Но Лена так оцепенела, что ей и в голову не пришло подать Христа ради, ибо старая женщина эта сама подавляла её своим чудовищным взглядом, и сказать ей слово было так же странно, как обратиться к персонажу произведений Брейгеля или Босха.
– Не обращай внимания, – заметил Андрей. – Она, может быть, не нищая, она просто ищет… Пойдём на Пятую авеню, видишь там храм?
– Это не храм, а банк, – ответила Лена. – Посмотри: видишь, написано. Он просто похож на храм.
И они двинулись в сторону банка. Мимо быстро проходили люди, как-то искусственно энергичные. Из-под ног у Лены возник дым: чёрно-серый, клубящийся, он охватил её снизу. Воя полицейских машин уже не было слышно.
Наконец они прошли мимо тех закутанных фигур, определить которые было вне всякой возможности.
– Да это сумасшедшие, – прошипел Андрей Лене. – Уже настоящие сумасшедшие. Не как та старуха. Я вижу по глазам – это уже клиника…
– Да, да, я помню, кто-то в Вене говорил, что сумасшедших, если это не богачи, не держат в Америке в больницах, потому что лечить дорого. Вот они и ходят сами по себе…
Одна закутанная фигура пошевелилась, но, казалось, её движение оторвано от всякого существования. И, наряду с безумием, в глазах у неё Лена увидела безнадёжность, но настолько мертвенную, что непонятно было, почему этот человек ещё живёт, хотя бы формально. В глазах другого была ненависть, ни к кому не обращённая, но вместе с тем огромная.
– Скорей, скорей. Мимо, – испугалась Лена и схватила Андрея за руку. – Туда.
Через десять минут они оказались на узкой улице, но витрины её ослепляли звёздами драгоценных камней, алмазов, бриллиантов, золота, светились, как луны, и всё это растянулось бесконечной дорогой в змеиный уходящий ряд, конца которого не было видно. Лена взглянула на табличку.
– Говорят, – сказала она, – это самая богатая улица в мире. Или одна из самых богатых. Здесь столько богатства, что можно, наверное, купить солнце.
– Короли всех времён нищие по сравнению с этим, – добавил Андрей.
И они свернули на другую дорогу. Там возвышалась церковь, католический храм.
– А вот, наконец, и церковь, – сказала Лена. – Но выглядит странно посреди небоскрёбов. Такая нелепая, её и не видать.
…Однако нельзя было забывать о запланированном на сегодня деле: заехать по адресу, который им дали в Вене (номер телефона был неизвестен), – может быть, там смогут чем-то помочь. А потом уже погулять где-нибудь, скажем, на Бродвее. К вечеру же их ждали в своей гостинице старые друзья по Москве: художник и эссеист чёрного юмора Генрих Кегеян с женой Любочкой и поэт-неконформист Игорь Ростовцев.

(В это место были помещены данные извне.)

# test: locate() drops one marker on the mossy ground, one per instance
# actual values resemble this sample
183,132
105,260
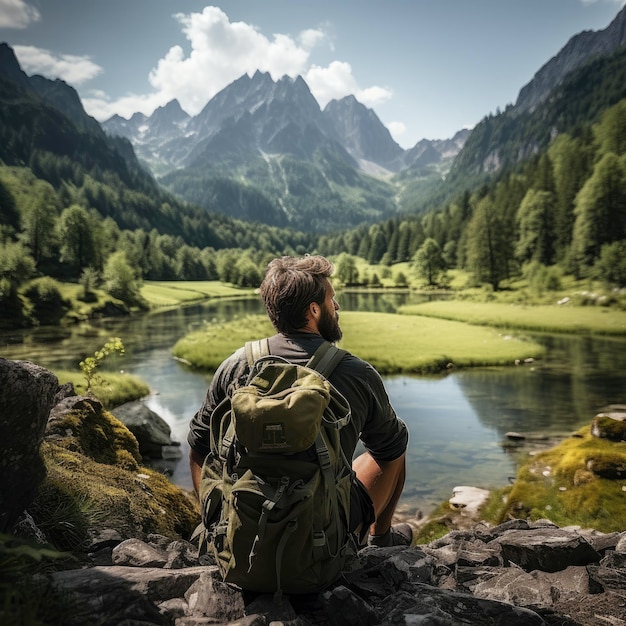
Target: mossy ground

Довольно уверенно они нырнули в подземную пасть сабвея. Но тут же ошеломились: в нос ударила невероятная вонь, словно им в лицо дохнуло гниющее, смрадное чудовище. А затем вонь как будто притихла, приелась, тем более что оглушил грохот, беготня, вид старых, потрёпанных вагончиков, исписанных бог знает чем, и опять какой-то непонятный вой. Людей было множество, разных: белых, чёрных, цветных, и все они куда-то неслись.
Влезли в вагон. Туда же вошли двое полицейских; они были так вооружены, что Лена испугалась. «Что такое, война, что ли, началась?» – пронеслось у неё в голове. Парни были увешаны радиоприборами, пистолетами, автоматами, дубинками и ножами. У Лены закружилась голова, она даже не видела никогда вместе столько оружия. Глаза полицейских были сосредоточены, как перед атакой. Лена посмотрела на лица людей – вроде бы спокойные, привычные, никто не удивляется. Но сама никак не могла преодолеть страх и тревогу. В мозгу стоял этот истошный вой сирен на улице. «Определённо, ощущение, будто началась война», – подумала она.
Вышли через три остановки; вроде бы всё спокойно, вдруг резкий свист, и потом движение, бег в какой-то далёкой стороне платформы. С облегчением выбрались на солнце. Сердце Лены билось, но в то же время не без наслаждения: остались живы.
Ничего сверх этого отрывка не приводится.